List five things that people in your circle of friends or peer group are wild about, but you can't really understand the fuss over. To use the words of Caesar (from History of the World Part I), 'Nice. Nice. Not thrilling . . . but nice.'"

1. Addiction to Facebook. I'll admit. I'm on Facebook. It's served me well. I've reconnected with long-lost friends, and I find entertainment value in it as well. But I am not addicted. I don't understand the addiction. And I don't want to. You people need a life, and the virtue of temperance. Find something constructive to do with your time. Step away from your Facebook.

2. Along with nearly everyone: summer. Who cares? Ok granted 70 degree weather is better than scraping frost off your windows in the morning, and bare feet are better than frozen toes, and drinking lemonade on the porch is fun (albeit not better than hot chocolate next to the fireplace), I could most definitely do without the skimpy outfits and all that goes with that. No one wants to see your cleavage or stomach, and we definitely do not want to see what you're *barely* hiding with that 1 1/4 inch long skirt. (I exaggerate, but barely). I don't even want to see your thighs or shoulders. Cover up. And stop prancing! The boys are not looking at you for you, honey. Respect yourself. The only nice thing about summer is the lack of schoolwork. I can read for pleasure once again. And yet, give me a few days and I will long for classes again. I have an insatiable desire to learn.
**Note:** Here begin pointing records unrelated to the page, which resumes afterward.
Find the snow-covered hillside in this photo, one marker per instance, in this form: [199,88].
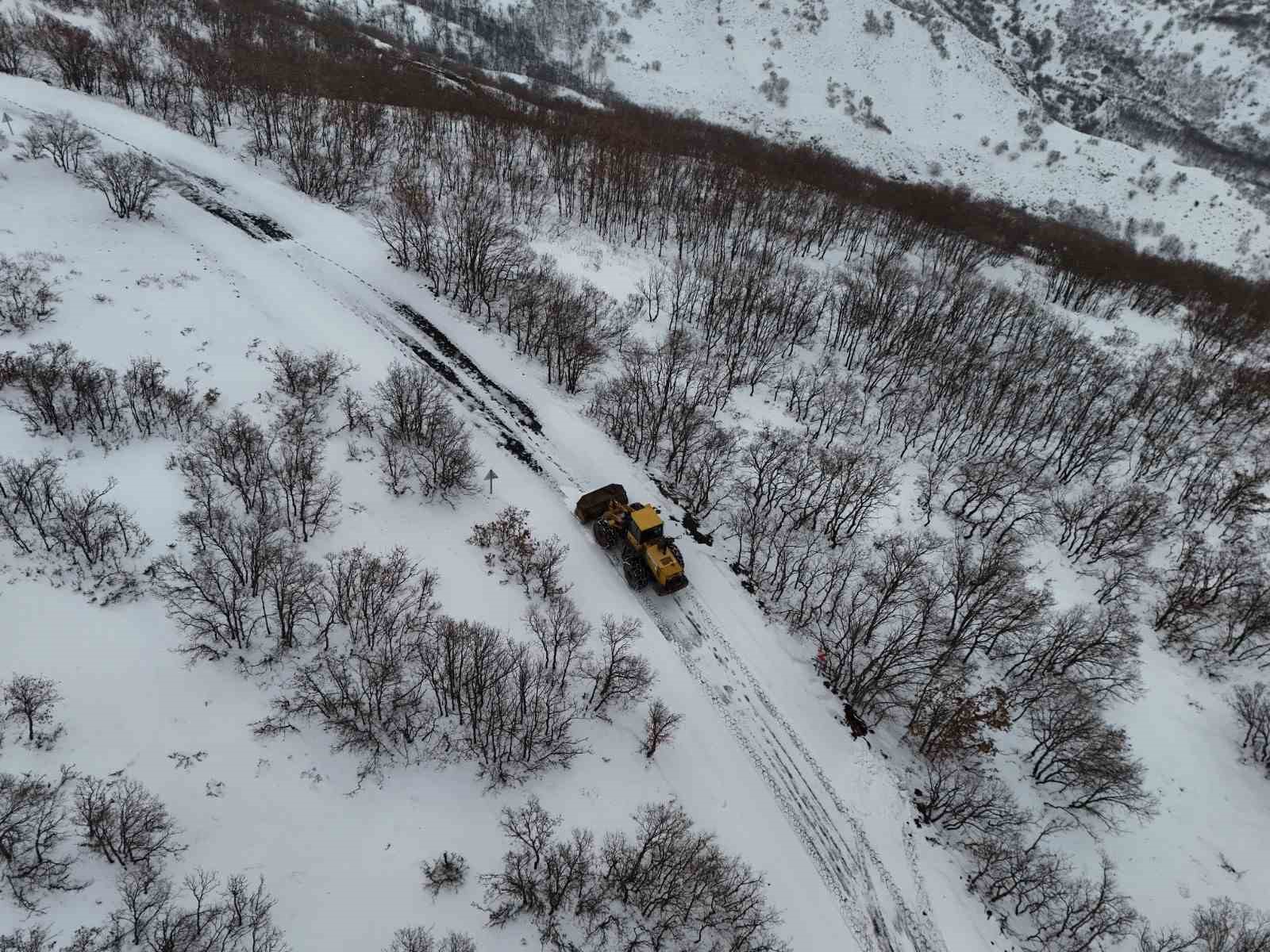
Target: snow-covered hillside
[237,263]
[960,120]
[760,758]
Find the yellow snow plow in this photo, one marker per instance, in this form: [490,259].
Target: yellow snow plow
[647,554]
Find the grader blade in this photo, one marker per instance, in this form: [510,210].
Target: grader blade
[596,501]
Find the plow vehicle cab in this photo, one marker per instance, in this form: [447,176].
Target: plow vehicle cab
[648,555]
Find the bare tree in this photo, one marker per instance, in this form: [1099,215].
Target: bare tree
[314,378]
[446,873]
[1251,704]
[1081,755]
[968,797]
[530,825]
[32,831]
[37,939]
[292,606]
[380,598]
[131,182]
[1092,649]
[27,298]
[145,894]
[1226,926]
[31,700]
[660,727]
[310,498]
[1085,914]
[412,939]
[562,634]
[616,674]
[666,886]
[422,437]
[63,139]
[125,822]
[16,42]
[457,942]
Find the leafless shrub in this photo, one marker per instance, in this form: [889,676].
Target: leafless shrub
[535,564]
[667,885]
[75,52]
[131,182]
[124,822]
[1095,651]
[214,596]
[968,797]
[562,635]
[416,939]
[1087,761]
[308,378]
[1251,704]
[27,298]
[203,913]
[446,873]
[1214,602]
[660,727]
[309,498]
[40,514]
[422,440]
[63,139]
[616,674]
[32,831]
[380,598]
[775,89]
[37,939]
[17,42]
[32,700]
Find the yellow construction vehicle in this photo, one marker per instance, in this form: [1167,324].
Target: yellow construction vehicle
[648,555]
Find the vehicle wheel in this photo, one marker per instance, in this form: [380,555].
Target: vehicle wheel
[635,571]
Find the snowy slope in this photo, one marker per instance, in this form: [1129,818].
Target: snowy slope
[826,822]
[937,111]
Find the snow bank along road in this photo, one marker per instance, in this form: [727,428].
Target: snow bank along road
[873,905]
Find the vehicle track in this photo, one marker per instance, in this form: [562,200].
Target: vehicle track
[846,862]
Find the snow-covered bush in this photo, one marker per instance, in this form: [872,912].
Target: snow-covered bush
[25,296]
[202,913]
[41,517]
[125,823]
[32,831]
[660,727]
[76,54]
[423,442]
[63,139]
[775,89]
[448,871]
[666,885]
[533,562]
[416,939]
[311,378]
[16,42]
[29,701]
[1251,704]
[131,182]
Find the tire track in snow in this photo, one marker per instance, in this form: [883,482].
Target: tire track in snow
[918,928]
[845,865]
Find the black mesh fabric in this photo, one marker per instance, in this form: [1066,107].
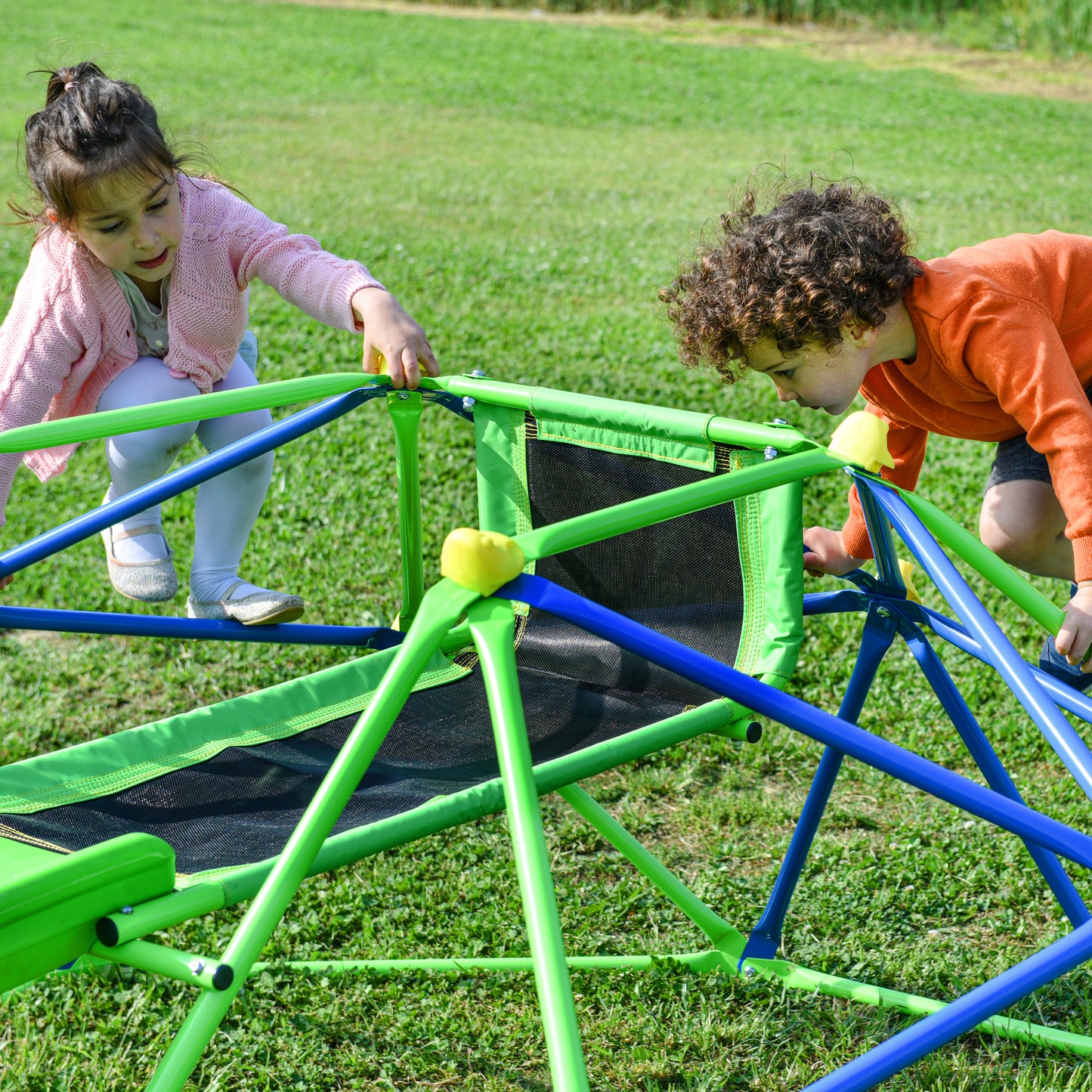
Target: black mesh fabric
[682,578]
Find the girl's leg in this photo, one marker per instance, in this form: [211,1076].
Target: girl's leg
[138,458]
[227,506]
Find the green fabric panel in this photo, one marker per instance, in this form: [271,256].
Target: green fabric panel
[783,552]
[679,431]
[501,470]
[119,761]
[639,441]
[49,905]
[771,533]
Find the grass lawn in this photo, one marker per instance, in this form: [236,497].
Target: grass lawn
[524,186]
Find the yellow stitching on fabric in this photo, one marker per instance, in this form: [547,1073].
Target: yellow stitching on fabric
[749,523]
[95,785]
[17,836]
[698,464]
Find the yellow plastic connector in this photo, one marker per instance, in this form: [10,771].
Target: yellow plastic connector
[862,439]
[907,571]
[481,561]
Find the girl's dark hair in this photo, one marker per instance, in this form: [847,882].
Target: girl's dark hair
[818,260]
[91,128]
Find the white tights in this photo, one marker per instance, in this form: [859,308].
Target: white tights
[227,506]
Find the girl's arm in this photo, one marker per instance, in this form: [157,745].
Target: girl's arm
[338,292]
[392,336]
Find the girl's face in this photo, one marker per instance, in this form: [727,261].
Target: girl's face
[132,224]
[812,376]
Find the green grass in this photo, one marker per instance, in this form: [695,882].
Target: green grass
[524,188]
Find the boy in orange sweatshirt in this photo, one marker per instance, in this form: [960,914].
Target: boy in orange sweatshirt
[991,343]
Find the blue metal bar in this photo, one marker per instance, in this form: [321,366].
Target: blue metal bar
[1013,670]
[879,534]
[991,768]
[803,718]
[766,937]
[960,1016]
[184,478]
[96,621]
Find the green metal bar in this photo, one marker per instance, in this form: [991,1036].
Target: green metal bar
[169,962]
[518,397]
[792,976]
[595,527]
[696,961]
[442,812]
[986,562]
[719,933]
[97,426]
[405,409]
[446,602]
[162,913]
[491,623]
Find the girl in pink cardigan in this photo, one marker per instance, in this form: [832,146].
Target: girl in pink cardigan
[135,292]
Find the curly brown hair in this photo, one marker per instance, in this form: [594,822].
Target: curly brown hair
[817,261]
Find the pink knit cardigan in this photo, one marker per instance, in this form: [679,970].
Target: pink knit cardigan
[69,331]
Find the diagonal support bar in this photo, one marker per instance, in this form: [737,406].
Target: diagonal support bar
[493,627]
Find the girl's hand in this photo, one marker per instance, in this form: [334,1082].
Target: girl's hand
[1075,638]
[391,334]
[824,552]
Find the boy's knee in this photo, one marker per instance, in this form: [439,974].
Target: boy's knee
[1015,533]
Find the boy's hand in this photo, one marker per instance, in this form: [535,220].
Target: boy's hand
[824,552]
[1075,638]
[391,334]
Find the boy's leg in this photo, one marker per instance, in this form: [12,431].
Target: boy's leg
[1022,522]
[227,506]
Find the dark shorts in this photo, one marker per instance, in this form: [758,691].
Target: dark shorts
[1017,461]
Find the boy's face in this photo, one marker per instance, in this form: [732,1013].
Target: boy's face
[815,377]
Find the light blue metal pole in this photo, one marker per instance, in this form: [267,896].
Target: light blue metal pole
[959,1016]
[184,478]
[1060,733]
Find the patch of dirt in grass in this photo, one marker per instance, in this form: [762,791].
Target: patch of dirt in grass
[998,73]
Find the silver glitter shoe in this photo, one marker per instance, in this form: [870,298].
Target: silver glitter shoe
[260,608]
[147,581]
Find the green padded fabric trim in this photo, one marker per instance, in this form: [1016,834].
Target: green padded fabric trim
[639,441]
[503,505]
[49,903]
[670,435]
[782,530]
[116,763]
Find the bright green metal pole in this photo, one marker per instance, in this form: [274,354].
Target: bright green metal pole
[491,625]
[441,608]
[595,527]
[726,938]
[405,407]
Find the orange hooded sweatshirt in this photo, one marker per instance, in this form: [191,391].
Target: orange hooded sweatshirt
[1004,346]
3. Drinking in excess. Never will my mouth utter the words "let's get drunk tonight!". No, no, no. I do not get the point of it. How about I drink more in an hour than I should in a week so I can do something I'll regret which could possibly have serious repercussions. Yay! Argh...I just don't get it. I understand the novelty and pleasure that goes with drinking in moderation. My experience in Europe taught me that. However, on this beautiful campus, we have people getting trashed and throwing microwaves out the window. Explain that one to me.

4. Jim Carrey. People think that he is hilarious. I cannot stand him. Watching him is painful. He forces his comedy, then takes it too far. As if it was entertaining to begin with! I watch him doing the most ridiculously disgusting, asinine and stupid things and as my stomach turns I think "Why is this funny?". I appreciate humor. Genuine humor. Not the kind that is nauseating. And how is it that he manages to work very base humor into children's movies? The Grinch ringing a bell? That movie was just wrong. I was offended for Dr. Seuss. Enough is enough.

5. Teeny-bopper sitcom/soap operas of "The OC"-variety. What is the big deal? They are ridiculous. The storyline is phony, the actors are phonier and your life will never be like that. If it is, you've reached a new level on the "wow, your life really is dreadful" scale. The shows are just these twentysomethings running around, engaging in immoral actions and then suffering the repercussions of those actions on television. Why are we entertained? I find them offensive and will not watch them - talk about culture of death.

So there's my list. I could probably add other things, but those were what I came up with now. I might do an alternative list of the things that my peers are crazy about which I also subscribe to, just for fun. But that's for a later date.

Off to Mass -


Pax et veritas, homies.



I heart Domini-thuggin'. What what, yo.